Hippocampal neurite growth and synaptogenesis are impaired due to DHA depletion in offspring of female mice maintained on an n-3 fatty acid deficient diet [3,44]. The deficient diet produced approximately 75 % decrease in hippocampal DHA. This was accompanied by a 10-fold increase in the n-6 docosapentaenoic acid (DPAn-6). Accordingly, changes occurred in the levels of synaptamide and N-docosapentaenoyl ethanolamide (DPEA) in the hippocampi obtained from E-18 fetuses, as well as from offspring that were continued on the respective diet for 18 days. In both cases, the n-3 fatty acid deficient diet substantially reduced the synaptamide content, but it had no appreciable effect on the AEA content. The decrease in synaptamide was partially replaced by DPEA, consistent with the fact that DPAn-6 replaces much of the decrease in DHA when n-3 fatty acids are deficient. The dependence of the hippocampal synaptamide level on the DHA content in the tissue indicates that DHA-derived synaptamide synthesis is an endogenous process of in vivo relevance in hippocampal neuronal development. The effect of synaptamide on synapse formation in vivo remains to be determined. However, the impairment of synaptic function that occurred in the DHA-deficient mice when the hippocampal synaptamide level decreased suggests that synaptamide is likely to promote synapse formation in vivo. However, we have shown the impairment of synaptic function in the DHA-deficient mice when the hippocampal synaptamide level decreased [3], suggesting that synaptamide is likely to promote synapse formation in vivo.

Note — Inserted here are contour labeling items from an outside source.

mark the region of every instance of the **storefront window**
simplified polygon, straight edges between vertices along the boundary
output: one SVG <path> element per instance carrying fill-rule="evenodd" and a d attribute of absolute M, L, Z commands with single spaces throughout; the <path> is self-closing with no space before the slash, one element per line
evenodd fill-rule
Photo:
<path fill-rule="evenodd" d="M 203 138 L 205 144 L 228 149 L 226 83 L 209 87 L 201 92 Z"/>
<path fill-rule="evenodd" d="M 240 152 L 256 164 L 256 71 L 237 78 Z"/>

In addition to the N-acylethanolamides, more than 70 N-acylamide derivatives of amino acids and neurotransmitters have been detected in the brain [45,46]. A number of these N-acylamides have bioactivity. For example, N-arachidonoylglycine inhibits pain [47,48], is an insulin secretagogue [49], a ligand for the orphan receptors GPR18 and GPR92 [50,51], and a reversible inhibitor of the glycine transporter GLYT2a [52]. N-palmitoylglycine increases Ca2+ influx in a dorsal root ganglion-like cell line and is antinociceptive [53], and N-arachidonoylGABA also suppresses pain [47]. N-arachidonoyldopamine and N-oleoyldopamine activate the vanilloid type 1 receptor [54-56]. Six of the N-acylamides detected in brain are DHA derivatives, including N-docosahexaenoylglycine, N-docosahexaenoylglutamic acid, N-docosahexaenoylglutamine, N-docosahexaenoylGABA, N-docosahexaenoylhistidine and N-docosahexaenoylphenylalanine [45,46]. It remains to be determined whether these DHA derivatives, like synaptamide, also have biological activity in the nervous system.
Highlights
N-docsahexanoylethanolamide (DEA) is a potent synaptogenic factor, and thus termed synapamide.
Docosahexaenoic acid (DHA) is converted to DEA by fetal mouse hippocampal neurons.
DEA is present in the mouse hippocampus.
DEA stimulates neurite growth, synaptogenesis and glutamatergic synaptic activities.
DEA increases synapsin and glutamate receptor subunit expression in the hippocampal neurons.
Footnotes
This is a PDF file of an unedited manuscript that has been accepted for publication. As a service to our customers we are providing this early version of the manuscript. The manuscript will undergo copyediting, typesetting, and review of the resulting proof before it is published in its final citable form. Please note that during the production process errors may be discovered which could affect the content, and all legal disclaimers that apply to the journal pertain.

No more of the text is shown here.